Una bottiglia d’olio e un pulcino nero
Il 27 Aprile, Elio lascia l’ospedale e torna casa. Due giorni dopo è di nuovo in giro con la sua bicicletta, “il piede buono sul pedalino e l’altro col bastone”. A una festa in via Correggio suona la fisarmonica che gli aveva regalato il padre. I carri armati americani s’insediano nella zona. Elio s’impossessa di un carabina Winchester penetrando nel “bunker” del comando tedesco di piazzale Brescia. Partecipa all’assalto di una villa signorile abbandonata dai proprietari fascisti.

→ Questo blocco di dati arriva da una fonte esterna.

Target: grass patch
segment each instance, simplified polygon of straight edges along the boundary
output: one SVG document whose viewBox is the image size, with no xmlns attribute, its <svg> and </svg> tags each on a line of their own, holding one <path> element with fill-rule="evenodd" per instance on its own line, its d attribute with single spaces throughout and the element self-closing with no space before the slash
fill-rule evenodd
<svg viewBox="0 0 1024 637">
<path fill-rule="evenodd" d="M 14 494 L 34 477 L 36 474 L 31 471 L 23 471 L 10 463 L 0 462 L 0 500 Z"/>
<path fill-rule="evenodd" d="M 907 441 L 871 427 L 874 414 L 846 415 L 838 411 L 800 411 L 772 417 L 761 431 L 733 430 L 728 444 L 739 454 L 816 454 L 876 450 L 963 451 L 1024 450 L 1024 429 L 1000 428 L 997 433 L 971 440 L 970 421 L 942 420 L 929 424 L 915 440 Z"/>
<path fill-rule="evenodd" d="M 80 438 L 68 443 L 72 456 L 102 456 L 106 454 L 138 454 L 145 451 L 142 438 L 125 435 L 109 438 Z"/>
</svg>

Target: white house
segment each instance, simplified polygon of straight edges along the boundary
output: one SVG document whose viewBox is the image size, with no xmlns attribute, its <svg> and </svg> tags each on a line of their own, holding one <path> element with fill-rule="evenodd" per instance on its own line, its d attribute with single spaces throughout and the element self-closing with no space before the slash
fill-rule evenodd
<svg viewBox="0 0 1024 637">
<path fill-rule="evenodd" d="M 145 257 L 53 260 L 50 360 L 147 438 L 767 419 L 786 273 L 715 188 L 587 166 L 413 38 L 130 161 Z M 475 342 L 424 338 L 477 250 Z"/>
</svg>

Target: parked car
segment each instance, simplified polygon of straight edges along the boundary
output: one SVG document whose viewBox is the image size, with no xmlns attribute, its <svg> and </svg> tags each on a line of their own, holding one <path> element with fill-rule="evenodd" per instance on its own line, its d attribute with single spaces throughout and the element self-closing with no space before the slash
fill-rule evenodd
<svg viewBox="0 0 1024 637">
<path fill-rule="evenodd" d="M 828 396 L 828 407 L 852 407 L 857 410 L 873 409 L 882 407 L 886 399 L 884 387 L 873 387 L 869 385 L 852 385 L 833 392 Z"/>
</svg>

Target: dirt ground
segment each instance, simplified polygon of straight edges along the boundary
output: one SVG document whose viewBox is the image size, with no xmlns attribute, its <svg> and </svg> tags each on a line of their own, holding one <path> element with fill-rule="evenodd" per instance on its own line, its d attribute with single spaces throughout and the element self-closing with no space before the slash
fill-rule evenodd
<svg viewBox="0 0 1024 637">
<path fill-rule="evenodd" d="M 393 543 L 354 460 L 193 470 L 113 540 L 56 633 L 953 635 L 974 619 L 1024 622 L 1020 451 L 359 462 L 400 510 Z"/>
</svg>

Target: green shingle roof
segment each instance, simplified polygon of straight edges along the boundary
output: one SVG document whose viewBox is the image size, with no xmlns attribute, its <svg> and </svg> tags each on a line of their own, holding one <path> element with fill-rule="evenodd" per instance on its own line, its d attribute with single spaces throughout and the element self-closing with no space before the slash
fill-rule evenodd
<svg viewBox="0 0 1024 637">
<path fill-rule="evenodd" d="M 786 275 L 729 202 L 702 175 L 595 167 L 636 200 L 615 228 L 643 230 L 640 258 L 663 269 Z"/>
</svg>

“La gente entrava, rubava tutto, c’era il ben di Dio… Allora io, mollo giù la bicicletta, che era un regalo di mio padre di un paio d’anni prima quando avevo preso la licenza media. Entro dentro assieme agli altri, scopro nella cantina tutte le bottiglie di olio. L’olio era una roba che non esisteva. Raspo una bottiglia d’olio, me la metto qui, raspo una bottiglia di vino, me la metto qua. Esco fuori, nel giardinetto. Nel giardinetto c’era un pulcino nero, grandino, piu, piu, piu. Porca miseria, metto giù le bottiglie, prendo il pulcino. Dopo come facevo: o il pulcino o le bottiglie! Allora lascio giù la bottiglia di vino e prendo quella d’olio e il pulcino ed esco fuori a prendere la bicicletta. L’avevano rubata, nuova, nuova di due anni.
Me ne torno a casa senza la bicicletta, col mio pulcino, nero, e col collo pelato! Era un pulcino di quelli, anche bel grassottino. L’ho portato a casa, che poi l’abbiamo chiamato Mussolini, perché era nero e dopo magari l’abbiamo mangiato, ma non mi ricordo più”.
Fiori per la Maddalena
“Abbiamo preso due scale di legno, da sette-otto metri, che erano quelle che usavano le imprese edili dell’epoca. Le abbiamo portate qui in piazza De Angeli, a casa nostra, qui sull’angolo. Le abbiamo legate insieme e abbiamo ottenuto una scala lunghissima. L’abbiamo appoggiata con la colonna di granito con la Madonnina in cima con in mano una croce di ferro. Io mi sono arrangiato, tu tu tu, ho portato su un mazzo di fiori e l’ho legato alla croce.
Questo qui è stato un’espansione di contentezza e di ringraziamento. Bene o male eravamo tutti degli ottimi cristiani, specialmente all’epoca, adesso magari un po’ meno”.